Supporting Street-involved Pregnant and Parenting Women: Review of the Literature

Oh Shit I'm Pregnant

The Healthy, Empowered, & Resilient (H.E.R.) Pregnancy Program was developed by Streetworks to provide support for street-involved women in Edmonton, Alberta.

The program uses professional staff and peer support workers to reach at-risk, pregnant and parenting women in inner-city Edmonton. The program supports street-involved women to access healthcare services before and throughout their pregnancy and addresses issues such as addiction, poverty, and family violence. The program is funded by Safe Communities, Alberta Justice and Solicitor General.

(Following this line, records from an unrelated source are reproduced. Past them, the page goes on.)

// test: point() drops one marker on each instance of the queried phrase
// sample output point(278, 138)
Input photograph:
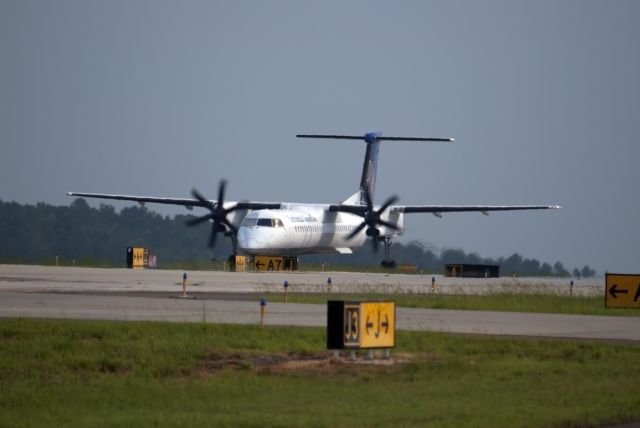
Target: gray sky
point(155, 97)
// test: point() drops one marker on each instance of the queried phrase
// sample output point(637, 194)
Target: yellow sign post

As part of an ongoing process evaluation, a literature review of services and supports for street-involved pregnant and parenting women was conducted and can now be downloaded. The review looks at similar programs operating both in Canada and internationally to support street-involved pregnant women and youth.

For more on the H.E.R. Pregnancy program, see previous posts:

 Reference

Brower, Krista (2012). Best Practices: Services and Supports for Street-Involved Pregnant and Parenting Women – A Review of the Literature. Report prepared by Charis Management Consulting for the Alberta Centre for Child, Family and Community Research, Calgary, AB.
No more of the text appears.